I am tryng to import non ascii data stored in a file to do so I am
using a regular expression to parse the lines of the files in order
separates the "department number" from the department names. This is
working fine my problem comes when I am trying to use the Django's DB
API in order to save the data in a model that is described below.
The problems happens when matches[1] contains non ascii characters like
éàçàè...
r=Department(department=matches[1],department_number=matches[0],country="France")
r.save()
I guess that I should add something to my script called
loader_departments.py in order to support this.
It would be great if someone could explain what to me
Thank you for your help.
=========
models
=========
class Department(meta.Model):
department = meta.CharField(maxlength=30)

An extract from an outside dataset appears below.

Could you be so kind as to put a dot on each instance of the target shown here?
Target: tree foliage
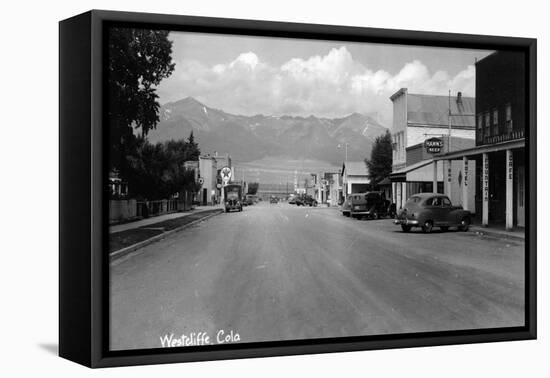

department_number = meta.IntegerField()
country = meta.CharField(maxlength=30)
def __repr__(self):
return self.department + " "+str(self.department_number)
class META:
admin = meta.Admin(
list_display =
('department','department_number','country'),
)
the file where my data are stored look like this:
==========
departments.txt
============
89 Yonne
90 Territoire de Belfort
91 Essone
92 Hauts de Seine
93 Seine Saint-Denis
94 Val de Marne
95 Val d'Oise
971 Guadeloupe
972 Martinique
973 Guyane
974 Réunion
=============
loader_departments.py
==============
import os,codecs
from django.models.announceManager import *
os.chdir(os.path.abspath("E:\\instal\\django\\view_servicealapersonne\\votreservice\\_initialLoad"))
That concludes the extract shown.